Dozens of nations on Saturday pledged to do more to protect nature and overhaul farming at the COP26 UN climate talks, amid misgivings about past failures.
Agriculture, deforestation and other changes in land use account for about one-quarter of humanity’s planet-heating greenhouse gas emissions, making reforms vital to safeguard nature and feed a rising global population without stoking global warming.
“Nature and climate are interlinked, and both our people and our surroundings are facing the very real impacts of rising temperatures,” Alok Sharma, the British president of COP26, told a news conference.
Photo: AP
He said that 70 percent of tropical corals, which are nurseries for fish, would be lost if temperatures rise 1.5°C above pre-industrial times.
“If we get to two degrees they are all gone,” he added.
Temperatures are already up nearly 1.2°C and the overriding goal of the Glasgow negotiations is to keep alive hopes of limiting warming to 1.5°C, the toughest goal set by almost 200 nations in the 2015 Paris Agreement.
The UK said that 45 nations were on Saturday making pledges to safeguard nature, including Ethiopia, Gabon, Germany, Ghana, India, Indonesia, Japan, Morocco, the Philippines, the US, Uruguay and Vietnam.
Sharma said the pledges included US$4 billion in public sector investment, which would help spur innovation such as developing crops resilient to droughts, floods and heatwaves that could benefit “hundreds of millions of farmers.”
Campaigners said needed shifts to agriculture to curb emissions and protect food security should have a larger share of the global spotlight.
“We need to shine a light on climate justice, and we need to make food and farming sexy,” said Idris Elba, British actor and goodwill ambassador for the UN’s International Fund for Agricultural Development.
Vanessa Nakate, 24, a climate justice advocate from Uganda, warned that in her country, “we’re watching farms collapse,” with floods, droughts, heatwaves and swarms of locusts making hunger more widespread.
However, past pledges have fallen short.
A UN report last year found that the world had failed to fully meet any of the 20 global goals it set in 2010 to protect biodiversity.

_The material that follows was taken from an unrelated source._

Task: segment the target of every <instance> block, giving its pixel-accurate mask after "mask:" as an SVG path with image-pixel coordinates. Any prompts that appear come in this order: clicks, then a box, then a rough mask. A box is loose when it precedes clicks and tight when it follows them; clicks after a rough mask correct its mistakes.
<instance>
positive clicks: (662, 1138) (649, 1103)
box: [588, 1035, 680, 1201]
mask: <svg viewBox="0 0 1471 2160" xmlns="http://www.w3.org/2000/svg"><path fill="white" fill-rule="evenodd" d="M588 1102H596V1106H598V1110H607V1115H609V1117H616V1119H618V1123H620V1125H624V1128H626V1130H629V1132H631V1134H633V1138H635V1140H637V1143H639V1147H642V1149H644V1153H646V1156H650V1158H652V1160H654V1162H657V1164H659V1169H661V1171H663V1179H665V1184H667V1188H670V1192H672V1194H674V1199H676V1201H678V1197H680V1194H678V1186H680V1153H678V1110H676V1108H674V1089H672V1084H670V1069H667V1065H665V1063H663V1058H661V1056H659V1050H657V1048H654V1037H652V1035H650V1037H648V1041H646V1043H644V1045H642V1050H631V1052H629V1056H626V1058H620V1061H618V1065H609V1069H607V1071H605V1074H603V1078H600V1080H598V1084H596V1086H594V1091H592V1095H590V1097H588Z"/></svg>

Those ranged from phasing out harmful agricultural subsidies to limiting the loss of forests and raising sufficient finance for developing nations.
Braving heavy rain, tens of thousands of protesters including indigenous people, workers, environmentalists and social activists took to Glasgow’s streets, decrying glacial progress on climate change threats inside the formal COP26 UN summit.

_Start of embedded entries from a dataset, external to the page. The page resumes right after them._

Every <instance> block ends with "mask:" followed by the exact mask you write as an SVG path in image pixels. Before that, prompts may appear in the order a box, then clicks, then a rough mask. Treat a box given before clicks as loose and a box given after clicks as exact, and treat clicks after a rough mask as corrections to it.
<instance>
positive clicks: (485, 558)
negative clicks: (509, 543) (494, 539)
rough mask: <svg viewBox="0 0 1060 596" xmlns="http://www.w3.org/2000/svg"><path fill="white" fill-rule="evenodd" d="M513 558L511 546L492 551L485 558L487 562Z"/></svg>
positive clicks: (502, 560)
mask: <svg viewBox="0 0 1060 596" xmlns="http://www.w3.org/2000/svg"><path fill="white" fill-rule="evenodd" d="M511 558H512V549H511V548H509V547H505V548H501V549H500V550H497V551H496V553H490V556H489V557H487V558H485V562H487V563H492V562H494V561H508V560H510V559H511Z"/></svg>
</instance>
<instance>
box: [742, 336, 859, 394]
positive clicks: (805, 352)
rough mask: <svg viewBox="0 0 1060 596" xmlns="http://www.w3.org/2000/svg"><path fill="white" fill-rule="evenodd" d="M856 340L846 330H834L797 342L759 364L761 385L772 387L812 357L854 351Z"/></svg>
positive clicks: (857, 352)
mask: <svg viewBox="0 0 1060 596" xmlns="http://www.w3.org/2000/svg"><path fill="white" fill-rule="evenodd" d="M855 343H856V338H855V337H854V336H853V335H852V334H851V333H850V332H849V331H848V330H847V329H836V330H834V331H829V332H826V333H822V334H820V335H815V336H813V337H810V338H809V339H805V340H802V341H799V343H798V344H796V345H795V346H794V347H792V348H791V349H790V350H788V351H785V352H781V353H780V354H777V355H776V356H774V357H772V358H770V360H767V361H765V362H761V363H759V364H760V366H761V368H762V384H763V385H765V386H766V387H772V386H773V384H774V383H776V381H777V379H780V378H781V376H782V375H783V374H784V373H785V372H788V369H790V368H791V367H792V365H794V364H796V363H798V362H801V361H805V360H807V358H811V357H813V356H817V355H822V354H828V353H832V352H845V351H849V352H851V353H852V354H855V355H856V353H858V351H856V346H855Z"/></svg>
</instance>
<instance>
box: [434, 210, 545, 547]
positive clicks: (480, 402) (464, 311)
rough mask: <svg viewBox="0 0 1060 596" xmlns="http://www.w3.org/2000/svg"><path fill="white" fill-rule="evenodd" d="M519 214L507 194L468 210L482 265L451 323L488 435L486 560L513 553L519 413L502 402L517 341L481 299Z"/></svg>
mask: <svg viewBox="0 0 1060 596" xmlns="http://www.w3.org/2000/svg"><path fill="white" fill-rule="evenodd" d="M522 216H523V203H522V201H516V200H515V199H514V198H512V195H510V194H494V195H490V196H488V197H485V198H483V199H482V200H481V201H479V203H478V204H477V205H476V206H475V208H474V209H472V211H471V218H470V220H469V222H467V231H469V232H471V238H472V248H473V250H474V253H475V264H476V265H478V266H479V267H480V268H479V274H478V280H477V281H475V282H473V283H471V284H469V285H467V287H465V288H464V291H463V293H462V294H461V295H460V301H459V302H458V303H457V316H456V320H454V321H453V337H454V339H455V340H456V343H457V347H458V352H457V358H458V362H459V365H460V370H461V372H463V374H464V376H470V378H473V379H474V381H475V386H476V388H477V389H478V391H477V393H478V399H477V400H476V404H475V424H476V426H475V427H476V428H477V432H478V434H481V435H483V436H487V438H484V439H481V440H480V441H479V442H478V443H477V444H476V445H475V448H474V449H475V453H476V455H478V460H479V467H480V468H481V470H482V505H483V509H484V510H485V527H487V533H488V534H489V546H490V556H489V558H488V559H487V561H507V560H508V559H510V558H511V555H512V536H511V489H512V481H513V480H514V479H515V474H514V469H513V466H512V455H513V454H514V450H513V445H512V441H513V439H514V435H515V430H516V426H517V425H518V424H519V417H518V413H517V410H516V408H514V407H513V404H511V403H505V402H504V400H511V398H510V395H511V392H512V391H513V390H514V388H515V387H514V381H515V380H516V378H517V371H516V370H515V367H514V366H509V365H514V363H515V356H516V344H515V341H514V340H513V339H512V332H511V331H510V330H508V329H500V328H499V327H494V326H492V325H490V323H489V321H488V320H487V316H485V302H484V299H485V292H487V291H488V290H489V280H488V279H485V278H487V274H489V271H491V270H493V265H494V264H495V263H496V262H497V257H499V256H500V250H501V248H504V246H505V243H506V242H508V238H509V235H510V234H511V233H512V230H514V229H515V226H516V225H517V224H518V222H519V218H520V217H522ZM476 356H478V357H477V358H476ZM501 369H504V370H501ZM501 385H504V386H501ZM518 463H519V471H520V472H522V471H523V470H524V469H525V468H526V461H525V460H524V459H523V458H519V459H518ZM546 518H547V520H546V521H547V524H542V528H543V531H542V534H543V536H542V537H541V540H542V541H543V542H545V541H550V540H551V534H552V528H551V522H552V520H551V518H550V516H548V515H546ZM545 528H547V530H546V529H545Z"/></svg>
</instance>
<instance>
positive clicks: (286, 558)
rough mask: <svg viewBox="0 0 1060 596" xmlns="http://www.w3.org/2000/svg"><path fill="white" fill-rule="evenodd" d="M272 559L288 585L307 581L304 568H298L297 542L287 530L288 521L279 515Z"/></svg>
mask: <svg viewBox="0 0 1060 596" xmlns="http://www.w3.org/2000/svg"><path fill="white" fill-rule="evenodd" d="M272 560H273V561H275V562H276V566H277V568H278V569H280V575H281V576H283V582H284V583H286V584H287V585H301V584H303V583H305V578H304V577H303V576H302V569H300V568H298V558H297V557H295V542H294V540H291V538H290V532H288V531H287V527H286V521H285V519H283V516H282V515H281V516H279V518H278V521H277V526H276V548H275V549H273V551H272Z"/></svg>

At the city’s Kelvingrove Park, the day of protests started with a rally organized by the Fire Brigades Union demanding green jobs and racial justice.
Vulnerable people in countries that have contributed least to climate change bear the brunt of extreme weather and rising seas on a warming planet, speakers said.
Throngs of protesters, including Swedish teen activist Greta Thunberg, then wound their way through the city center to a second rally at Glasgow Green, where indigenous community members called for rainforest protection and food producers urged ecologically friendly forms of farming.
Asad Rehman, codirector of the COP26 Coalition, which brings together British groups campaigning on climate change, said the Glasgow march was just one of more than 300 climate demonstrations around the world on Saturday as the UN climate talks hit their midpoint.
The coalition estimated that about 120,000 people took to the streets of Glasgow.
Rehman, also director of charity War on Want, pointed to the diversity of protesters, with indigenous peoples, African climate activists and others from developing nations leading the Glasgow march after braving COVID-19 pandemic restrictions to travel to COP26.
“We have built a movement that is not just of environmentalists, but that involves and connects with labor movements, faith organizations [and] grassroots activists,” he said.
That shows how “the [climate] crisis we face is a multiple crisis ... a symptom of a rigged economy and a broken system,” he said.